Personally, I think 16th century dragon head helmet worn by Archduke Ferdinand II would have made for a stunning accessory to Empress Elisabeth’s late 19th century black gown.
The Players
“It’s very easy to get carried away by the characters involved,” said David Bomford, director of conservation at the MFAH, on the exhibition as a whole, but I think some of the stories add a richness to our understanding of the artwork.
"The Habsburgs, especially the men, due to this inbreeding over generations, didn’t tend to be the most beautiful or good looking men.”
One of the ways the Habsburgs gained, kept and consolidated their power was by keeping it all in the family. Remarking on the magnificent Leone Leoni Bust of Emperor Charles V – which does depict his rather prominent chin – Sabine Haag, general director of Kunsthistorisches Museum Wien admitted, “The Hapsburgs, especially the men, due to this inbreeding over generations, didn’t tend to be the most beautiful or good looking men.”
The Not So Secret Lives of Habsburg Women
Many of these portraits also hold a thousand words worth of fascinating backstories about the lives portrayed, so take a few moments to read the accompanying wall texts. For example, check out the portraits of the middle aged Emperor Leopold I and his much younger bride (and niece) Infanta Margaret Theresa. Old Leo wanted a son/great nephew but unfortunately none of Margaret Theresa’s children lived and neither did she for long.
Margaret Theresa should not be confused with Empress Maria Theresa, the only female ruler of the Habsburg dominions. (Keep that family tree selfie handy because there’s a lot of similar or numbered same names in this bunch.) The Empress managed to hold on to her power all the while waging war, giving birth to 16 children – including Marie Antoinette – instituting significant domestic reforms within her empire and most importantly for our purposes commissioning some great works of art.
Naked Ladies
If you’ve come to the MFAH for old masters damn it, there are several galleries full of them, including a whole room mimicking the greatest Habsburg collectors, Archduke Leopold Wilhelm’s Paintings Gallery in Vienna.

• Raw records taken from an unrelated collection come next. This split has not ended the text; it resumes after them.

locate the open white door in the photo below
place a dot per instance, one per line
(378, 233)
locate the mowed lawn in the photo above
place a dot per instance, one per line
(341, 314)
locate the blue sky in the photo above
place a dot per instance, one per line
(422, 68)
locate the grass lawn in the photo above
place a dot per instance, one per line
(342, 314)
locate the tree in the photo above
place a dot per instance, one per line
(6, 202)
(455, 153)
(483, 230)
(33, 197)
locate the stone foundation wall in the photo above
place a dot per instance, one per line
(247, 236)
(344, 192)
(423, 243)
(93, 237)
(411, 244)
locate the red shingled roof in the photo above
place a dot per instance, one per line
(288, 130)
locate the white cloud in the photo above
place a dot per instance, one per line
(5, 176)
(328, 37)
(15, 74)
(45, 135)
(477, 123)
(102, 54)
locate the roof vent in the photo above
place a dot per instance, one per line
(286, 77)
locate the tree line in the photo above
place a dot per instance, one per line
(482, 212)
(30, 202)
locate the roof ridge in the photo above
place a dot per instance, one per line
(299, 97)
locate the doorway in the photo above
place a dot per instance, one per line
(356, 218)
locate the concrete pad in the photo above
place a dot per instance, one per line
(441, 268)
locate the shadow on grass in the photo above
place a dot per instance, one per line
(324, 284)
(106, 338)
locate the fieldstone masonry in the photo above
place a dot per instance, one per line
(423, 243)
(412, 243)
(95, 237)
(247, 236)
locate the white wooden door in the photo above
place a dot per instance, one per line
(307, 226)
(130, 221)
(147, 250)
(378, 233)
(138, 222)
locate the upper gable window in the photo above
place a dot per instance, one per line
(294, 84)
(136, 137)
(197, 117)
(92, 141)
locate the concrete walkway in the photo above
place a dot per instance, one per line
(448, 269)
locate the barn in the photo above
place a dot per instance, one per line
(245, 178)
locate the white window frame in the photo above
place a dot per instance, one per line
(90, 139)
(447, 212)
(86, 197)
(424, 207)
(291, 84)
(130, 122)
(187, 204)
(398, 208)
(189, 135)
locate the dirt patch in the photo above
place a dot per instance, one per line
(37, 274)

In the exhibition you’ll find Cagnacci’s The Death of Cleopatra, Spranger’s Jupiter and Antiope, Correggio’s Jupiter and Io and Vecellio’s Danea, so essentially many naked ladies with a sub-selection of naked ladies being sexually harassed by Greek and Roman gods.
Beat that Marvel movies.
Habsburg Splendor: Masterpieces from Vienna's Imperial Collections is on view through Sept. 13, 2015. The exhibition is specially ticketed, but does not require a timed reservation.